Houston Astros – No. 69
- Pitcher
- Born: July 4, 2000 (age 26) Mansfield, Ohio, U.S.
- Bats: RightThrows: Right

MLB debut
- April 30, 2025, for the Houston Astros

MLB statistics (through September 23, 2026)
- Win–loss record: 8–4
- Earned run average: 3.11
- Strikeouts: 128
- Stats at Baseball Reference

Teams
- Houston Astros (2025–present);

= AJ Blubaugh =

American baseball player (born 2000)

Alan Joseph Blubaugh (born July 4, 2000) is an American professional baseball pitcher for the Houston Astros of Major League Baseball (MLB). He made his MLB debut in 2025.

==Career==

===Amateur career===
Blubaugh attended Clear Fork High School in Bellville, Ohio, and played college baseball at the University of Wisconsin-Milwaukee. In 2022, he played collegiate summer baseball with the Orleans Firebirds of the Cape Cod Baseball League.

===Professional career===
Blubaugh was drafted by the Houston Astros in the seventh round, with the 223rd overall selection, of the 2022 Major League Baseball draft.

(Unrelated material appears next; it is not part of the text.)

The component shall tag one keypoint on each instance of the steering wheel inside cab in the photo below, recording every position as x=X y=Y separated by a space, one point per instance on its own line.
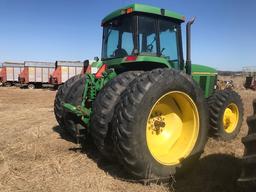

Blubaugh spent his first professional season with the rookie-level Florida Complex League Astros and Single-A Fayetteville Woodpeckers. He started 2023 with the High-A Asheville Tourists before his promotion to the Double-A Corpus Christi Hooks. After the season, Blubaugh pitched in the Arizona Fall League. He split the 2024 season between Corpus Christi and the Triple-A Sugar Land Space Cowboys, accumulating a combined 12–4 record and 3.71 ERA with 133 strikeouts across 128 2/3 innings pitched.

On April 30, 2025, Blubaugh was selected to the 40-man roster and promoted to the major leagues for the first time. He made his Major League debut that day against the Detroit Tigers. Blubaugh pitched four innings, allowing five hits and two runs while walking a batter, and struck out six batters in his debut. On August 5, Blubaugh recorded his first career win after allowing two runs in five innings of relief against the Miami Marlins. In 2025, Blubaugh appeared in 11 games with a 3–1 record with a 1.69 ERA.